Einen frühen wichtigen Frauenroman der Aufklärung schrieb Sophie La Roche 1771. In dem Briefroman „Die Geschichte des Fräulein von Sternheim“ erzählt sie die Abenteuer und psychologische Entwicklung eines jungen Mädchens. Warum ist diese Autorin trotzdem heute den meisten unbekannt?

Sophie La Roche ist in ihrer Zeit eine moderne Frau, aber keine Revolutionärin. Sie unterstützt den Status quo, wünscht lediglich einige Verbesserungen. Die Protagonistin ihres Romans bezeichnete sie als „papierene Tochter“. Ihre Ideen zur Erziehung einer Tochter konnte sie nicht ausprobieren. Ihr Mann beschloss, die Töchter wie damals üblich zur Ausbildung ins Kloster zu geben. Trotzdem war sie Vorbild für die adligen, aber auch  bürgerlichen Frauen. Sie gab eine Frauenzeitschrift heraus, deren Beiträge sie meist selbst schreibt, und erklärte den Frauen, wie sie sich kleiden und schminken, wie sie sich bilden können.

Männer entwickelten große Ideen in Literatur, Kunst, Politik und Pädagogik. Sophie La Roches Literaturidee war großartig und wird in die Theorien der Männer integriert. Sie wurde auch vergessen, weil sie  keine persönliche Entwicklung durchmacht. Dieses Schicksal teilte sie mit vielen Frauen.

Bedeutung Lesekreis für Frauen

Lesen führt von der Unwissenheit und Unmündigkeit zu Wissen und Macht. Wer nicht lesen kann, bleibt in der Welt der Kinder. Männer wünschten sich ahnungslose und naive Frauen.

Die Emanzipation der Frauen begann mit dem Lesen. Sie distanzierten sich von der ihnen zugedachten Rolle, entwickelten geistige Beweglichkeit, entkamen der Enge und wuchsen in eine neue Welt hinein.

An Lesekreisen nehmen überwiegend Frauen teil. Warum?

(Illustration: Mathias Hühn)

Die geschlechtsspezifische Erziehung gilt als Relikt der patriarchalischen Gesellschaft. Aber noch immer wird Männern suggeriert, sie seien naturgemäß Verstandesmenschen und Frauen emotional. Frauen und Mathematik? Männer und Hausmann? Auch heute eher ungewöhnlich! Männer lösen seit Jahrhunderten die Probleme der Welt und Frauen unterstützen sie im Hintergrund.

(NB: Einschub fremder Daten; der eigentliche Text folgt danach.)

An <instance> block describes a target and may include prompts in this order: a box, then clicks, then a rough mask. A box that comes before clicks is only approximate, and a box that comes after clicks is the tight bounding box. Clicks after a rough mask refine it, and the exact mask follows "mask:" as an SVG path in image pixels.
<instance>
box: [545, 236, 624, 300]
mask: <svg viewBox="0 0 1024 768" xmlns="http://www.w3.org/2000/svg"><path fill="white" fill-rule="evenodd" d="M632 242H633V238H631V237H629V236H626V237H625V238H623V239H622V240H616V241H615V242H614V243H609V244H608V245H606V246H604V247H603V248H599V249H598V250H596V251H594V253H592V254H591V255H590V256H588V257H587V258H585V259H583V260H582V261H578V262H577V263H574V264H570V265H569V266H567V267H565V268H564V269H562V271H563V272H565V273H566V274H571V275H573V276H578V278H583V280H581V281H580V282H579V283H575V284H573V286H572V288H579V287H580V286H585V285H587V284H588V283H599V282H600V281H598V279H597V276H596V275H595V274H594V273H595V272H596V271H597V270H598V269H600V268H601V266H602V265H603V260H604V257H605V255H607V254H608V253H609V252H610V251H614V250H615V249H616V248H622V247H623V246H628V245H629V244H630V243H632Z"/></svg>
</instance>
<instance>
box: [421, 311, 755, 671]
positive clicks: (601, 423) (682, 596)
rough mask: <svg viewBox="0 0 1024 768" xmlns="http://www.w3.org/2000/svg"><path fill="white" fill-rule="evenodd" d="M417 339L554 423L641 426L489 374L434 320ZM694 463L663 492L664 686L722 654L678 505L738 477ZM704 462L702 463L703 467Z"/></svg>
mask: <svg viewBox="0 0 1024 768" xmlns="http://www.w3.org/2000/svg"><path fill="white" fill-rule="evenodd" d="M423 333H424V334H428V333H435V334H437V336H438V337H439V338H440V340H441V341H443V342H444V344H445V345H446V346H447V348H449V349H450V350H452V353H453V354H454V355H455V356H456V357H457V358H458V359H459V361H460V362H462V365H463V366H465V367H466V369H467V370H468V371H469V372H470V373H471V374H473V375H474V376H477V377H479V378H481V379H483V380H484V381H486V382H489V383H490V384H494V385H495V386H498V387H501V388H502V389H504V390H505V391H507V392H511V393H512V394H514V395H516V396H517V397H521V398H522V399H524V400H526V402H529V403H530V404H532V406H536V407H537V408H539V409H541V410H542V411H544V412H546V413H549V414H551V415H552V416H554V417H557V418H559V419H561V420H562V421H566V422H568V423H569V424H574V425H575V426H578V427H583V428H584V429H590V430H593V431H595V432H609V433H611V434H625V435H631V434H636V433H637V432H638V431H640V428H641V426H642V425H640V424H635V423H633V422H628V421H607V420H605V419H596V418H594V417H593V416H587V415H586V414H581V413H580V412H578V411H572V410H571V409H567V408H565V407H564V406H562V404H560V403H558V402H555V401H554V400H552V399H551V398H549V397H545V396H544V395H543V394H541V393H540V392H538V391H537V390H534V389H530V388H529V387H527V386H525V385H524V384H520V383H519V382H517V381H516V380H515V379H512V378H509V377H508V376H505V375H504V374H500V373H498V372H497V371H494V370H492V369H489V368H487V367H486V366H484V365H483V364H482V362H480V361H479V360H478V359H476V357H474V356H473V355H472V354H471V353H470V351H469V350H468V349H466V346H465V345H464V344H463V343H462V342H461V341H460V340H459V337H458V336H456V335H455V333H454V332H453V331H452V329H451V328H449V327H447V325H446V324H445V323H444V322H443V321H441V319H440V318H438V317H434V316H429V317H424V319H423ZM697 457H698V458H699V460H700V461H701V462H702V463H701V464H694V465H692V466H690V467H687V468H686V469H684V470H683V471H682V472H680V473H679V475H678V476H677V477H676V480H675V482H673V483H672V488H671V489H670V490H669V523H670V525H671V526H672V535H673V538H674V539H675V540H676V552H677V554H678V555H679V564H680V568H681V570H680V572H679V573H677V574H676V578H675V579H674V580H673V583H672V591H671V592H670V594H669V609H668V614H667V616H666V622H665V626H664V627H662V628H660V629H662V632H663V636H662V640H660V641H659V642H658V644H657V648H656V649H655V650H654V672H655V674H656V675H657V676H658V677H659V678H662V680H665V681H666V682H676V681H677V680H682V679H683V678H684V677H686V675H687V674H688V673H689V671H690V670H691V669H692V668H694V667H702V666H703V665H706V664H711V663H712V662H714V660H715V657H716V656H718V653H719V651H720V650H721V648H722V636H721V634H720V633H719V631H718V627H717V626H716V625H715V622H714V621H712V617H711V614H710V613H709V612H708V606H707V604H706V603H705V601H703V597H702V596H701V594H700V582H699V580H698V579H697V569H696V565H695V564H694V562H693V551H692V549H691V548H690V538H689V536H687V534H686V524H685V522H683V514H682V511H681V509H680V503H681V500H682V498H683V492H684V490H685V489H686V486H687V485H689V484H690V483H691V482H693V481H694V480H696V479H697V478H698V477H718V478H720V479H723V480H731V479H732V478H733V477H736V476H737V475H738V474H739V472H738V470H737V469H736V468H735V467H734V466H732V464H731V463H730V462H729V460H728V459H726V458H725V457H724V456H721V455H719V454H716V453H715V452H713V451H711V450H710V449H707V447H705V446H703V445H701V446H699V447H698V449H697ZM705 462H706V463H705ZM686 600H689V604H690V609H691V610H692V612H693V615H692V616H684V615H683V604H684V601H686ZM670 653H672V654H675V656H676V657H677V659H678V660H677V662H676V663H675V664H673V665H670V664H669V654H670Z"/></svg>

Seit der Aufklärung sind die weiblichen Erziehungsideale: Bescheidenheit, Dankbarkeit, Takt, Sensibilität und Empathie. Frauen bildeten ihre emotionalen Kompetenzen aufgrund dieser Vorgaben und der entsprechenden weiblichen Vorbilder stärker aus als Männer. Soft Skills sind die Domäne der Frauen und werden für unsere Arbeitswelt immer wichtiger. Lesen hilft entscheidend diese Anlagen zu fördern.

Durch die Lektüre werden die Teilnehmenden der Lesekreise mit unbekannten Gedanken und Lebensmustern konfrontiert. Sie begleiten die Protagonisten und lernen Parallelwirklichkeiten kennen. Manchmal finden sie auch Rat bei eigenen Problemen. Das  macht neugierig auf alternative Formen des Lebens und regt zum Erfahrungsaustausch an.

Rolle der Frau heute

Gleichberechtigung ist in unserem Land gesetzlich festgeschrieben. Männer und Frauen haben dieselben Bildungs- und Jobchancen, dürfen eigenständig entscheiden, ob sie heiraten, als Paar nur zusammenleben oder Single bleiben. Kinderwunsch bestimmt nicht mehr die Beziehungen.

(Illustration: Mathias Hühn)

Ist Gleichberechtigung damit realisiert? Die Abhängigkeit der Frauen ist nicht natur- sondern kulturbedingt. Seit dem 18. Jahrhundert haben sich die Rahmenbedingungen für die Frauen verbessert. Sie dürfen mit Männern konkurrieren und sich gegen sie durchsetzen.

Aber unverändert werden die entscheidenden Machtpositionen in Politik und Wirtschaft meist mit Männern besetzt.

Zum Ziel ist es noch ein weiter Weg. Wie erreicht man es? Frauen in gesellschaftliche Führungspositionen und mehr Männer in Lesekreise!